This post will also appear on the family blog here.
This has been a post in formation for weeks and I was never sure I felt brave enough to write it in a real way for people to see...but Bishop Nick Baines has got in before and dealt with the stick over the weekend...so I feel a bit like I'm jumping on the bandwagon - but hey, we all do that in the world of blogging!
So, check out Nick's post here Grumpy Bishop. He's recently published a book which I'll say now, just like all the media who have entered the scrum of interviewing him, I haven't read yet. But based on this post, he is from the same stable as me - if you'll excuse the pun! (Cos it was probably a cave!!)
My problem with Christmas (I love it really, don't get too worried!!) came with the arrival of M 3 years ago - her first Christmas didn't really matter as she was only 10 days old. But come her first birthday, followed rapidly by Christmas Day, it was very difficult not to get caught up in the assumption that Father Christmas would be visiting our house in the dead of night and delivering presents.
+Nick continues: The ‘magic’ of Christmas is fine – up to a point. But ask any clergy and they will tell you about the ways in which Christmas is hard for many people and how the ‘magic’ makes it harder. It is for them that the reality of Christmas hits home: that God has not remained a million miles above contradiction, but opted in to the muck and messiness of the world and meets us where we are – in the vulnerability of the baby in Bethlehem. To tell that story is not to be miserable – but the opposite.
I am just not prepared to encourage people to live in a fantasy world, but doing my job as a Christian bishop in calling people back to the original story. Grasp it – and then celebrate hard and fully. I’ll be belting out the carols and watching the nativity plays along with the rest of them. But I will also be living in the real world and engaging my brain.
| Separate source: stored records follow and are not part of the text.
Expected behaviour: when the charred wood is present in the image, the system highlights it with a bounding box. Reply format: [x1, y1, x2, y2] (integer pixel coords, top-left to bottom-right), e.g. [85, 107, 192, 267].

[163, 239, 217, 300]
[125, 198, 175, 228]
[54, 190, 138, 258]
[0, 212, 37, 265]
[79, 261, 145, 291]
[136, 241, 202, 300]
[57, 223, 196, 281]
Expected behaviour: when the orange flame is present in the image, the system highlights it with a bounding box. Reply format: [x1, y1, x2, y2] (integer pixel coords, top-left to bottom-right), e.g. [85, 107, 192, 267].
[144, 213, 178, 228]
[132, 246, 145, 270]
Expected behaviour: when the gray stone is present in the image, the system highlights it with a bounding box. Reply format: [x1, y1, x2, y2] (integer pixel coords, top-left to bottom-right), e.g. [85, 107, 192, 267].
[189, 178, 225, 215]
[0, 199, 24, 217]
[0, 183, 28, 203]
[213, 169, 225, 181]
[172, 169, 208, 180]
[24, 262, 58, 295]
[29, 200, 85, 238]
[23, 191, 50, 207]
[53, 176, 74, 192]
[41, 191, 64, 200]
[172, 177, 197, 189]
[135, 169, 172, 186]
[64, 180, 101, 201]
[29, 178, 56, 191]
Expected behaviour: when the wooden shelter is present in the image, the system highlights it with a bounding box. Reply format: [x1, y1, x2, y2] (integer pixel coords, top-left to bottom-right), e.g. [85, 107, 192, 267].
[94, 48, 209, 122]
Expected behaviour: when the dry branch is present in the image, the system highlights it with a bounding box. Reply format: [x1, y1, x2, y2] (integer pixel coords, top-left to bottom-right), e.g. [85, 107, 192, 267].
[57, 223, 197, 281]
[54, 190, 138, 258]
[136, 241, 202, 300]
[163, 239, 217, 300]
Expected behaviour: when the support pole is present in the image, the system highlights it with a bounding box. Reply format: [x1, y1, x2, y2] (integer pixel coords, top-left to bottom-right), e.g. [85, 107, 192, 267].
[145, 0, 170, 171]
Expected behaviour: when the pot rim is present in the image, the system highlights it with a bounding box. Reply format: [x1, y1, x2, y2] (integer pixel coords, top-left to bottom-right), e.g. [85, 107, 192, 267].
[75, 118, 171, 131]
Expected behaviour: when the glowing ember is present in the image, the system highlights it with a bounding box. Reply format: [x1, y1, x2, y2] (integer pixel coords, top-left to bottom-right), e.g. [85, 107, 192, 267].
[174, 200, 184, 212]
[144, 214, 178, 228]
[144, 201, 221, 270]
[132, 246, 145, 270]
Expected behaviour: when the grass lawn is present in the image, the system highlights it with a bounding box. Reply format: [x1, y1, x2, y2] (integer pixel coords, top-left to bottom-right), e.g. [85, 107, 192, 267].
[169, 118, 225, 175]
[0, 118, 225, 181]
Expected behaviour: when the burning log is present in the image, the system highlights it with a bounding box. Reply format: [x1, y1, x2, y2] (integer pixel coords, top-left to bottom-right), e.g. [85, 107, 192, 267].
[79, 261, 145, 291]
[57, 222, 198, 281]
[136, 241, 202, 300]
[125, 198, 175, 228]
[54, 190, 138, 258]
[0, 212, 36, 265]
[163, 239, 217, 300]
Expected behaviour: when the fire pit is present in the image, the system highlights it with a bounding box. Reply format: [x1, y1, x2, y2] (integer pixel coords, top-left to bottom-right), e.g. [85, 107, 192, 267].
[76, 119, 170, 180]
+Nick - I'm with you. I'll be doing mobile carolling on 20th December, going into London and experiencing the Christmas lights and soaking up the excitement. I'll be making mince pies and sausage rolls and wrapping presents and sneaking about on Christmas Eve, stopping Andy from squeezing presents and we'll probably be eating and drinking too much. But I hope in the midst of all that, I'll be reminded of why we get to celebrate this amazing event - because it changed the world, it changed my world and I want it to change the world of my daughter and her friends and our families and our community because we tell it how it really is...if you take the 'text' out of 'context' - what are you left with??